Dozens of Western films of the thirties dealt with the evil banker foreclosing or about to foreclose the mortgage on the ranch that the young lady and her father own. Today we laugh at this as a cliché, but I believe we must keep in mind that this story line wasn’t at all entertaining for the people who were watching these films in little towns in the western and southern and middle states of America during the 1930s. Losing their homes to a bank was the threat that dominated their lives; for many of them, it was reality. These little Western films, remember, were made by people who didn’t have much money, who weren’t making much money, and for people who didn’t have much money and weren’t making much money.

The point about the evil financier is very true. If you’ve watched any amount of this type of Western you’ve probably seen it lots of times, but it takes on new significance if you consider it in its Depression-era historical context. Many of the chief villains were bankers, lawyers, and slick businessmen of one sort or another, often masquerading as honest citizens for most of the film. (My siblings and I inadvertently coined our own term for this type years ago: suit-villain. The kind that always wears a suit and spends most of his time behind a desk scolding his henchmen for their inefficiency. Sometimes wears a thin moustache and often has a derringer hidden in his inside coat pocket.) A sterling example of the crooked banker in the B-Western is 1940’s Texas Stagecoach.

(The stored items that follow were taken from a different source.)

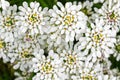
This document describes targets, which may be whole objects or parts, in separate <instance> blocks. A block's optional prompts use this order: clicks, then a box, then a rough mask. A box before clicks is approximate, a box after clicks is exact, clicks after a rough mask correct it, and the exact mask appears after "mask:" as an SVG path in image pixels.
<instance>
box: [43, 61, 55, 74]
mask: <svg viewBox="0 0 120 80" xmlns="http://www.w3.org/2000/svg"><path fill="white" fill-rule="evenodd" d="M52 70H53V67H52V65H51V64H50V63H49V62H47V63H45V64H44V65H43V66H42V71H43V72H45V73H46V74H49V73H51V72H52Z"/></svg>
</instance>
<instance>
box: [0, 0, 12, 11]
mask: <svg viewBox="0 0 120 80" xmlns="http://www.w3.org/2000/svg"><path fill="white" fill-rule="evenodd" d="M9 5H10V4H9V2H8V1H6V0H0V8H1V7H2V9H6V8H7V7H9Z"/></svg>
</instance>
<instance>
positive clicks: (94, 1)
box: [93, 0, 105, 3]
mask: <svg viewBox="0 0 120 80" xmlns="http://www.w3.org/2000/svg"><path fill="white" fill-rule="evenodd" d="M104 1H105V0H93V2H94V3H103V2H104Z"/></svg>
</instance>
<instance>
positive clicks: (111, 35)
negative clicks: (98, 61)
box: [78, 20, 116, 61]
mask: <svg viewBox="0 0 120 80" xmlns="http://www.w3.org/2000/svg"><path fill="white" fill-rule="evenodd" d="M115 37H116V31H114V30H109V29H108V25H104V24H103V22H102V21H101V20H96V21H95V24H93V23H91V29H90V28H88V29H87V31H86V33H85V34H84V36H83V37H80V38H79V42H78V45H79V47H78V49H79V50H81V51H83V54H84V55H88V56H89V58H93V59H94V61H96V59H97V58H101V57H103V58H108V57H109V55H110V54H113V53H114V51H113V49H114V47H115V46H114V43H116V38H115Z"/></svg>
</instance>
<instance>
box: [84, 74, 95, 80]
mask: <svg viewBox="0 0 120 80" xmlns="http://www.w3.org/2000/svg"><path fill="white" fill-rule="evenodd" d="M82 80H96V78H95V77H93V76H92V75H86V76H82Z"/></svg>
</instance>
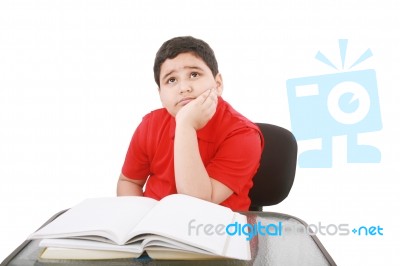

Here a banker convinces the owners of a stagecoach line to borrow heavily from him to finance an ambitious road construction project, then has his accomplices maneuver them into a feud with a rival company and sabotage their work so he can eventually foreclose.

The ranch-in-peril was already considered a cliché by the late ’40s, if you go by the criteria that it was ripe for satire. Songwriter Jack Elliott took a poke at it in the tongue-in-cheek number “I Love the West,” sung by Dale Evans in the movie Bells of San Angelo:

…Where the hero, strong and styling
Keeps the little gal from harm.
Fightin’ twenty thousand Indians
Or paying off the mortgage on a farm…

I find it interesting that this plot device persisted even after the Depression ended. Did this plot device became an accepted and integral part of the Western genre because it had been particularly relevant at the time when the genre was developing and rising to great popularity? I‘ve always held that a film (and to some degree, a book or other work of art) bears the mark of the time it was created in some way, whether it’s costumes and hairstyles that reflect the popular fashions of the day instead of the historical period they’re supposed to be from, or, more subtly, the attitudes and opinions of the characters anachronistically reflecting the filmmakers’ modern sensibilities. That’s one of the reasons I enjoy reading old books—they have a flavor of their own time that even the best historical fiction is hard pressed to beat. While 1930s may not have been the only factor in the popularity of the ranch-in-peril plot, it’s fascinating to consider how they may have helped to inform and influence Western film to the degree that they shaped the standards of the genre even afterwards.

Some material in this post is drawn from one published a few years ago on a now-defunct prior blog of mine.